2013年4月9日火曜日

「あまりのある割り算」一〇〇問プリント


 ここ数日で、新学期が始まったようである。わが家の隣にある小学校は、先日の金曜日から。そして、長女が通う小学校は、週末を経た月曜日から新学期がはじまるらしい。この四月で四年生になる長女も、春休み最終日となった日曜日、残していた宿題を朝からせっせと片付けている(最近の小学校は春休みにも宿題が出るようだ・・・)。
 せっかくの休みでも、家族の一人がこんな感じだと、皆どこかへ出かけるという気分にはならない。わたしも、リビングで新聞などを読んだ後は、何となく書斎に足が向き、机を共用している長女の宿題が気にかかる。

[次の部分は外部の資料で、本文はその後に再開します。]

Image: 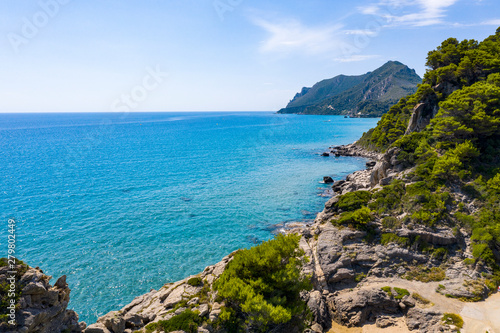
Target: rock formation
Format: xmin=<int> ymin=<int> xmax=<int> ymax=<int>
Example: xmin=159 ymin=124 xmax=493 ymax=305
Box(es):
xmin=0 ymin=261 xmax=85 ymax=333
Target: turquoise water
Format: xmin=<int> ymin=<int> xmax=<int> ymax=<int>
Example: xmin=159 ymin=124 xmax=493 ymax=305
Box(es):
xmin=0 ymin=112 xmax=377 ymax=323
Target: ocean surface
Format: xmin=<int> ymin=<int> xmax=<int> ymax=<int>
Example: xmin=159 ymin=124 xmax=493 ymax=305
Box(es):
xmin=0 ymin=112 xmax=378 ymax=324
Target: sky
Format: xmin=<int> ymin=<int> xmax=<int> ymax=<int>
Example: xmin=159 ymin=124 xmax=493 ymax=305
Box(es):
xmin=0 ymin=0 xmax=499 ymax=112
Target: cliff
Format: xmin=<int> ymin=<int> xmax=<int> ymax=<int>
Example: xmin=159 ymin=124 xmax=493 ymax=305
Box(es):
xmin=278 ymin=61 xmax=421 ymax=117
xmin=0 ymin=259 xmax=85 ymax=333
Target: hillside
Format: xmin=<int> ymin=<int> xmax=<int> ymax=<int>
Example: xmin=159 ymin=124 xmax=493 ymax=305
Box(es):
xmin=278 ymin=61 xmax=422 ymax=117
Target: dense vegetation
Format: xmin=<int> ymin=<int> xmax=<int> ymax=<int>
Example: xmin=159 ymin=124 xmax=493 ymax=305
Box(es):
xmin=359 ymin=27 xmax=500 ymax=152
xmin=214 ymin=234 xmax=312 ymax=332
xmin=145 ymin=310 xmax=202 ymax=333
xmin=354 ymin=27 xmax=500 ymax=283
xmin=278 ymin=61 xmax=421 ymax=117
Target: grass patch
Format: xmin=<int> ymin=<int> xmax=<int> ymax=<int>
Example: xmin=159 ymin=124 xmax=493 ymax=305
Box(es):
xmin=381 ymin=286 xmax=393 ymax=297
xmin=187 ymin=277 xmax=202 ymax=287
xmin=145 ymin=309 xmax=201 ymax=333
xmin=355 ymin=273 xmax=366 ymax=282
xmin=442 ymin=313 xmax=464 ymax=329
xmin=380 ymin=233 xmax=409 ymax=246
xmin=394 ymin=287 xmax=410 ymax=300
xmin=412 ymin=292 xmax=432 ymax=305
xmin=336 ymin=207 xmax=373 ymax=229
xmin=336 ymin=191 xmax=372 ymax=212
xmin=381 ymin=216 xmax=403 ymax=230
xmin=404 ymin=266 xmax=446 ymax=282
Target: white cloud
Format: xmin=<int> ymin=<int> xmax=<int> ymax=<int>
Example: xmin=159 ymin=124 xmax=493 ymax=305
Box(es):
xmin=251 ymin=18 xmax=344 ymax=55
xmin=363 ymin=0 xmax=459 ymax=27
xmin=482 ymin=19 xmax=500 ymax=26
xmin=334 ymin=54 xmax=380 ymax=63
xmin=344 ymin=29 xmax=378 ymax=37
xmin=359 ymin=5 xmax=380 ymax=15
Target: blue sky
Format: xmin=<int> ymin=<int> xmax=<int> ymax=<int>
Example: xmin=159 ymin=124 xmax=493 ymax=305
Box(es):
xmin=0 ymin=0 xmax=499 ymax=112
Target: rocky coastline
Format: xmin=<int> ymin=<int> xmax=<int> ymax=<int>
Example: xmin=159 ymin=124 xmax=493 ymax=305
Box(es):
xmin=3 ymin=143 xmax=498 ymax=333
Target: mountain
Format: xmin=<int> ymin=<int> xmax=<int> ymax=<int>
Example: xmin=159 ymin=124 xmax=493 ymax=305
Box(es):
xmin=278 ymin=61 xmax=422 ymax=117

長女もそれは多少織り込み済みで、問題につまづくと、書斎の本棚を物色しながら本を立ち読みしている父親に質問を投げかける。まだ、小学四年生程度の問題なら、多少込み入ったものでも、それなりに対応できる。親が子どもたちのする勉強や宿題すべてに対応できるのは、今のうちだけかもしれない。すぐに難しくなる。
 いや、すでに難しくなっている。最近は「百マス計算」なるものが、小学生の定番となり、いまやそれ専用のノートまで売り出されているようで、毎日彼女たちはこれで鍛えられている・・・。彼女の宿題の一つに、三年生で習う「あまりのある割り算」を一〇〇問印刷されたプリントがあった。これを7分の制限時間以内に終えることが目標だという。彼女は、何回やってもなかなか目標には届かない。
 横でハッパをかけるだけでは説得力がないと、わたしもやってみたら、11分をこえてしまう始末。全然、目標どころではない。確かに、昔から計算は遅い。一〇〇問もあると、集中力が途切れる瞬間がある。「これではいかん」と持ち直し、何とか終わりに至る。ただ、7分となると集中力だけではなく、式と数字を見た瞬間の反射的に解答しなければ、かなわないスピードのように思える。長女に聞いたら、同じクラスに7分以内でできる児童が何人もいるのだそうだ。
 確かにすごい。しかし、ここまで長く(!?)生きていると、疑問というか、言い訳が湧き出てくる。たとえば、一〇〇問連続した問題に制限時間を設けて解答しなければならないことが、果たしてその後の人生で課題となることはあるだろうか?と。集中力を養うことは大切だが、別に計算問題以外でもそれを養うことはできる。わたしは、計算力は低いが集中力は人一倍あるつもり。反射神経で問題が解消できるのは、計算問題くらいで、多くの問題はそんな単純ではない。
 かつて、付属校で社会科を教えていたとき、経済学部に進学を希望する女子生徒が「数学に自信が持てず、経済学部に進んで大丈夫か」と心配していた。わたしは、自身の経験から「経済学で必要とされる数学は、たくさんの問題を制限時間以内に解答することではない。数少ない問題だが解き方も定かではない問題を時間無制限で解答するものだ」と答えた。法学部法律学科出身のわたしがかつて経済学論文を仕上げたときの率直な感想だ。彼女は、無事経済学部に進んだ。もちろん、計算の速さも大切だ。だが、わが国の教育は、反射神経頼りの数学好きだけを育てていないだろうか?「あまりのある割り算」一〇〇問プリントをやり終えた疲弊したわたしの頭はこんなことを思い出していた。